Eu não tinha estas mãos sem força,
tão paradas e frias e mortas;
eu não tinha este coração
que nem se mostra.

Eu não dei por esta mudança,
tão simples, tão certa, tão fácil:
- Em que espelho ficou perdida
a minha face?

Canção (p.19)

Pus o meu sonho num navio
e o navio em cima do mar;
— depois, abri o mar com as mãos,
para o meu sonho naufragar.

Minhas mãos ainda estão molhadas
do azul das ondas entreabertas,
e a cor que escorre dos meus dedos
colore as areias desertas.

O vento vem vindo de longe,
a noite se curva de frio;
debaixo da água vai morrendo
meu sonho, dentro de um navio...

Canção Excêntrica (p.36)

Ando à procura de espaço
para o desenho da vida.
Em números me embaraço
e perco sempre a medida.
Se penso encontrar saída,
em vez de abrir um compasso,
protejo-me num abraço
e gero uma despedida.

Se volto sobre meu passo,
é distância perdida.

Meu coração, coisa de aço,
começa a achar um cansaço
esta procura de espaço
para o desenho da vida.
Já por exausta e descrida
não me animo a um breve traço:
- saudosa do que não faço,
- do que faço, arrependida.

Canção do deserto (p.48)

Minha ternura nas pedras
vegeta.

Caravanas de formigas
tomam sempre outro caminho.
E a areia - cega.

Noite e dia, noite e dia
- como se estivesse à espera.

O sol consome as cigarras,
a lua pelas escadas
se quebra.

Minha ternura? - nas pedras.

Para o último céu perdido,
meu desejo sem auxílio
se eleva.

Mas os passos deste mundo
pisam tudo, tudo, tudo...
Morte certa.

Morte por todos os passos...
(Só com a sola dos sapatos
os homens tocam a terra!)

Minha ternura? - nas pedras.
Nas pedras.

Monólogo (p.50)

Para onde vão minhas palavras,
se já não me escutas?
Para onde iriam, quando me escutavas?
E quando me escutastes? - Nunca.

Perdido, perdido. Ai, tudo foi perdido!
Eu e tu perdemos tudo.
Suplicávamos o infinito.
Só nos deram o mundo.

De um lado das águas, de um lado da morte,
tua sede brilhou nas águas escuras.
E hoje, que barca te socorre?
Que deus te abraça?
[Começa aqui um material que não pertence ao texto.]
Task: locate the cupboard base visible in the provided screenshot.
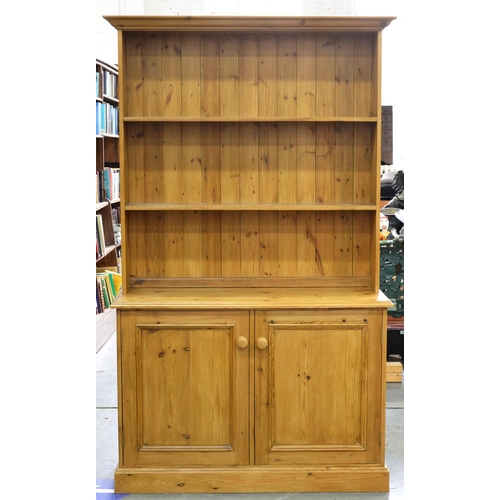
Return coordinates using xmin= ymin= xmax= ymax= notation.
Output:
xmin=114 ymin=465 xmax=390 ymax=493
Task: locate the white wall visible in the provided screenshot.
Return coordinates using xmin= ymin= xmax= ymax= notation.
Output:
xmin=96 ymin=0 xmax=362 ymax=65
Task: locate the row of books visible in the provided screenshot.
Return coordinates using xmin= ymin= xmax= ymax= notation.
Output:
xmin=103 ymin=69 xmax=118 ymax=99
xmin=112 ymin=206 xmax=121 ymax=226
xmin=96 ymin=101 xmax=119 ymax=136
xmin=96 ymin=215 xmax=122 ymax=258
xmin=96 ymin=268 xmax=122 ymax=314
xmin=96 ymin=214 xmax=122 ymax=260
xmin=96 ymin=167 xmax=120 ymax=203
xmin=113 ymin=223 xmax=122 ymax=246
xmin=96 ymin=69 xmax=118 ymax=100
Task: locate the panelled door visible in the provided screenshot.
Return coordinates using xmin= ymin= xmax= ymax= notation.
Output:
xmin=254 ymin=309 xmax=385 ymax=466
xmin=118 ymin=310 xmax=250 ymax=467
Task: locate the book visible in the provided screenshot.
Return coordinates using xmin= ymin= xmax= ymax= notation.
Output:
xmin=103 ymin=167 xmax=120 ymax=201
xmin=96 ymin=278 xmax=105 ymax=313
xmin=103 ymin=169 xmax=111 ymax=200
xmin=96 ymin=269 xmax=122 ymax=311
xmin=105 ymin=270 xmax=122 ymax=296
xmin=100 ymin=103 xmax=106 ymax=135
xmin=96 ymin=101 xmax=101 ymax=135
xmin=96 ymin=214 xmax=106 ymax=258
xmin=99 ymin=271 xmax=116 ymax=300
xmin=100 ymin=276 xmax=110 ymax=308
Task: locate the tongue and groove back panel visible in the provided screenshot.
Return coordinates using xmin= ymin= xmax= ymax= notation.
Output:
xmin=120 ymin=30 xmax=381 ymax=289
xmin=121 ymin=32 xmax=378 ymax=118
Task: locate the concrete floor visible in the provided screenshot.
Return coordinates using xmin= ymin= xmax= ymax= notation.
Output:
xmin=96 ymin=333 xmax=404 ymax=499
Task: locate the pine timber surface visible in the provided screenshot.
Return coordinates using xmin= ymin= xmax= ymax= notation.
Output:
xmin=123 ymin=116 xmax=379 ymax=122
xmin=386 ymin=361 xmax=403 ymax=382
xmin=114 ymin=466 xmax=389 ymax=493
xmin=104 ymin=15 xmax=395 ymax=32
xmin=107 ymin=15 xmax=395 ymax=494
xmin=113 ymin=287 xmax=392 ymax=310
xmin=108 ymin=18 xmax=391 ymax=293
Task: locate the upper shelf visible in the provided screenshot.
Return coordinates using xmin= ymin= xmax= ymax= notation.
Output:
xmin=104 ymin=15 xmax=396 ymax=33
xmin=123 ymin=116 xmax=379 ymax=123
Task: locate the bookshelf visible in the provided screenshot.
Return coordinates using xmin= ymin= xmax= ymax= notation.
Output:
xmin=105 ymin=16 xmax=395 ymax=493
xmin=96 ymin=58 xmax=121 ymax=351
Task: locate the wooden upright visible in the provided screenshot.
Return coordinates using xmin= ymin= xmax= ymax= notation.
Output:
xmin=104 ymin=15 xmax=395 ymax=493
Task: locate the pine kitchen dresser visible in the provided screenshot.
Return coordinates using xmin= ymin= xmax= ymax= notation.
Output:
xmin=104 ymin=15 xmax=396 ymax=493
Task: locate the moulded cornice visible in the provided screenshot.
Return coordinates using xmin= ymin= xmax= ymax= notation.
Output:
xmin=104 ymin=15 xmax=396 ymax=32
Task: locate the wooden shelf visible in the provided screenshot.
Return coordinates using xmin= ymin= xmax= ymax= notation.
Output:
xmin=97 ymin=133 xmax=119 ymax=139
xmin=123 ymin=116 xmax=378 ymax=122
xmin=124 ymin=203 xmax=380 ymax=211
xmin=96 ymin=201 xmax=108 ymax=211
xmin=96 ymin=308 xmax=116 ymax=352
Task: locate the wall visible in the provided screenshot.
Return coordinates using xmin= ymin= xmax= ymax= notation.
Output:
xmin=97 ymin=1 xmax=369 ymax=66
xmin=96 ymin=1 xmax=405 ymax=168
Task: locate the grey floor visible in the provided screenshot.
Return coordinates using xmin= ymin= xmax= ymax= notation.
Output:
xmin=96 ymin=333 xmax=404 ymax=499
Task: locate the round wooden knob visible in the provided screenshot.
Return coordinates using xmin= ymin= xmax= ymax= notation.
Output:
xmin=236 ymin=336 xmax=248 ymax=349
xmin=256 ymin=337 xmax=268 ymax=350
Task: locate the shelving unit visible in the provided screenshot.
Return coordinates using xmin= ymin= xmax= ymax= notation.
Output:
xmin=96 ymin=58 xmax=121 ymax=352
xmin=105 ymin=15 xmax=395 ymax=493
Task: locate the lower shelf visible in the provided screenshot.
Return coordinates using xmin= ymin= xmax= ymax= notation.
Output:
xmin=96 ymin=308 xmax=116 ymax=352
xmin=114 ymin=465 xmax=390 ymax=493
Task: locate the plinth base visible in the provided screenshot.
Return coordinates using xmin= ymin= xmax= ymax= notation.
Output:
xmin=114 ymin=465 xmax=390 ymax=493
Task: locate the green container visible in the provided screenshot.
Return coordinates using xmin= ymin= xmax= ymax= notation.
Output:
xmin=380 ymin=239 xmax=404 ymax=318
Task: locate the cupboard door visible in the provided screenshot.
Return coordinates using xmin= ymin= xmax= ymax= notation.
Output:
xmin=118 ymin=310 xmax=250 ymax=467
xmin=255 ymin=309 xmax=385 ymax=466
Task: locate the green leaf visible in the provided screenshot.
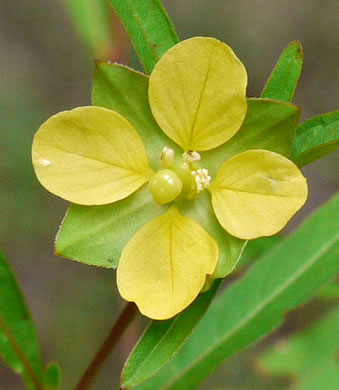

Com que deus lutas?

Eu, nas sombras. Eu, pelas sombras,
com minhas perguntas.
Para quê? Para quê? Rodas tontas,
em campos de areias longas
e de nuvens muitas.

Amém (p.54)

Hoje acabou-se-me a palavra,
e nenhuma lágrima vem.
Ai, se a vida se me acabara
também!

A profusão do mundo, imensa,
tem tudo, tudo - e nada tem.
Onde repousar a cabeça?
No além?

Fala-se com os homens, com os santos,
consigo, com Deus... E ninguém
entende o que se está contando
e a quem...

Mas terra e sol, luas e estrelas
giram de tal maneira bem
que a alma desanima de queixas.
Amém.

Apresentação (p.100)

Aqui está minha vida — esta areia tão clara
com desenhos de andar dedicados ao vento.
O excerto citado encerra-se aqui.